The different phages competed with each other for binding to lactoferrin; however, the peptide sequences that they are displaying showed wide variety and did not allow identification of relevant features or consensus sequences, as the different sequences did not occur more than once. Barrett (1992) reported a similar observation when using 3E7 Fab as a target and suspected that the library was more extended than expected and therefore resulted in a greater diversity of sequences, whereas Sato (2002) suggested that the diversity might be partially due to conformational changes of the target protein on binding to the support. At present, therefore, it is not clear whether the phages directly compete with each other for their binding site or sterically hinder each other. To circumvent this problem, 3 peptides displayed on the strongest binding phages were synthesized: 1 pentadecamer peptide (HuH6) and 2 cyclic hexamer (HuN, HuL) peptides. However, none of the individual peptides seem to bind to lactoferrin, nor could they inhibit the binding of the parent phage. Binding of synthesized peptides has been reported with success, however, mainly of peptides interacting with the binding site of antibodies (Cwirla et al., 1990; Scott and Smith 1990; Ferrières et al., 2000; Moshitch-Moshkovitz et al., 2000; Zhu et al., 2001). A few authors also reported binding of phage derived peptides with other proteins (Krook et al., 1995; Gaskin et al., 2001; Ulrichts et al., 2001).

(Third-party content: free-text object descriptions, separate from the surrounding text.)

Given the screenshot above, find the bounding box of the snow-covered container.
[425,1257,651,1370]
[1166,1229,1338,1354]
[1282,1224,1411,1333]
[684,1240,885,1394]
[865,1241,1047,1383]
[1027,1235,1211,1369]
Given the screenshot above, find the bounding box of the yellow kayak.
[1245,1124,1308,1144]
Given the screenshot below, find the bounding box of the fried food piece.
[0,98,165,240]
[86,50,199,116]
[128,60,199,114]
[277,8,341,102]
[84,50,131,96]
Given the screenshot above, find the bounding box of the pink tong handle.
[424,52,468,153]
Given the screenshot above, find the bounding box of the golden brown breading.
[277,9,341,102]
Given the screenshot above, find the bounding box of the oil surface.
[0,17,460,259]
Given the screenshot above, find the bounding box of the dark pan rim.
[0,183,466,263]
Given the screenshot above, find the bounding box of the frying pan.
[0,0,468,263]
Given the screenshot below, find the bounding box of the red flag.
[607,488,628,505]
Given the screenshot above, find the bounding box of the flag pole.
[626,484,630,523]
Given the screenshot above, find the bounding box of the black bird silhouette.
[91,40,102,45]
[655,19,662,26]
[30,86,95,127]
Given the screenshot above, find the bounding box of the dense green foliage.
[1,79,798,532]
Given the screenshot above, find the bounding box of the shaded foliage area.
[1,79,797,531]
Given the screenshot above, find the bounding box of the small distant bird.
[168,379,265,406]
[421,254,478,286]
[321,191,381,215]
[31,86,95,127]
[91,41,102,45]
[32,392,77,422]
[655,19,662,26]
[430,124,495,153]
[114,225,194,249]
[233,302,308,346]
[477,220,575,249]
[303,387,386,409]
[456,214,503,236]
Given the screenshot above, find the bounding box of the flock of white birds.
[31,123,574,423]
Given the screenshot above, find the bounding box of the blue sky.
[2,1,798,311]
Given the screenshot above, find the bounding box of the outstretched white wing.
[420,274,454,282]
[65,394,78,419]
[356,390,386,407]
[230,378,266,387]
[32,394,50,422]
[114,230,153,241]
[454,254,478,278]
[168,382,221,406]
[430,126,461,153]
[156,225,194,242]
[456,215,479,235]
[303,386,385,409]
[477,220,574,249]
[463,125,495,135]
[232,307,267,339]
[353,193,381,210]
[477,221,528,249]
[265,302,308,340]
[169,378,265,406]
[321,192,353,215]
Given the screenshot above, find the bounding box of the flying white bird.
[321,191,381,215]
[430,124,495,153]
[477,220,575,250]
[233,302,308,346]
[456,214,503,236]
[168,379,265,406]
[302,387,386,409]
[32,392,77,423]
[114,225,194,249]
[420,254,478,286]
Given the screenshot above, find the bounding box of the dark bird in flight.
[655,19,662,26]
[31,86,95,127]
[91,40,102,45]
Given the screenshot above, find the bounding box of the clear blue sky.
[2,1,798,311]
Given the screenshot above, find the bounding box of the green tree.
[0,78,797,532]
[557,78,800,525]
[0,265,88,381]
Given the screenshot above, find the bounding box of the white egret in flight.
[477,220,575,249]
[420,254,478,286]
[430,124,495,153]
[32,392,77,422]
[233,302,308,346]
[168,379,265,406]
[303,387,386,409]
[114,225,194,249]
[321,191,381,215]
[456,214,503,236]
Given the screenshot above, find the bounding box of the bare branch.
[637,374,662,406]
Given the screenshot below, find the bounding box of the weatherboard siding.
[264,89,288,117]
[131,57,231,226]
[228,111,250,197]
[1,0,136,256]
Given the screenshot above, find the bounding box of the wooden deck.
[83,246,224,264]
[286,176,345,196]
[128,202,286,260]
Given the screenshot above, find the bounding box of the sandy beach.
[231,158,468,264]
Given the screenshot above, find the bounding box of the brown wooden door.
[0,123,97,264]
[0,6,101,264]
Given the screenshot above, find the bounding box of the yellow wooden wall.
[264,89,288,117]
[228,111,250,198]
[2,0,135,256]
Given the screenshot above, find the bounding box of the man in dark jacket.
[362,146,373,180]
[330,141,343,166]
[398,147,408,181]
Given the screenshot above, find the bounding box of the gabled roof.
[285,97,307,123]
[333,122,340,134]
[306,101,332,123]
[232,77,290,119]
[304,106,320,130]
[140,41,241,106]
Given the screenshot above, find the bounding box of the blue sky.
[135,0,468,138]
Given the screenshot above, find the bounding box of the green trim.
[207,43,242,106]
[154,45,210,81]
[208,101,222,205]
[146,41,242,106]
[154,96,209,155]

We suspect that the lack of detectable binding of the peptides to lactoferrin might be due to low affinity of the individual peptide in contrast to what happens on the phage, where the same peptide is displayed simultaneously on 5 gpIII proteins located in close proximity to each other at the end of the phage. All 5 gpIII proteins could interact simultaneously with the lactoferrin molecule, resulting in a marked gain in avidity. Indeed, a tree-peptide presenting 4 copies of the peptide did bind and inhibit the binding of the parent phage, proving the important role avidity plays in the binding configuration. Cwirla (1990) stated that even with low affinity interactions, multivalent binding leads to high avidity and tenacious adherence of phage. A similar effect was observed by Molenaar (2002).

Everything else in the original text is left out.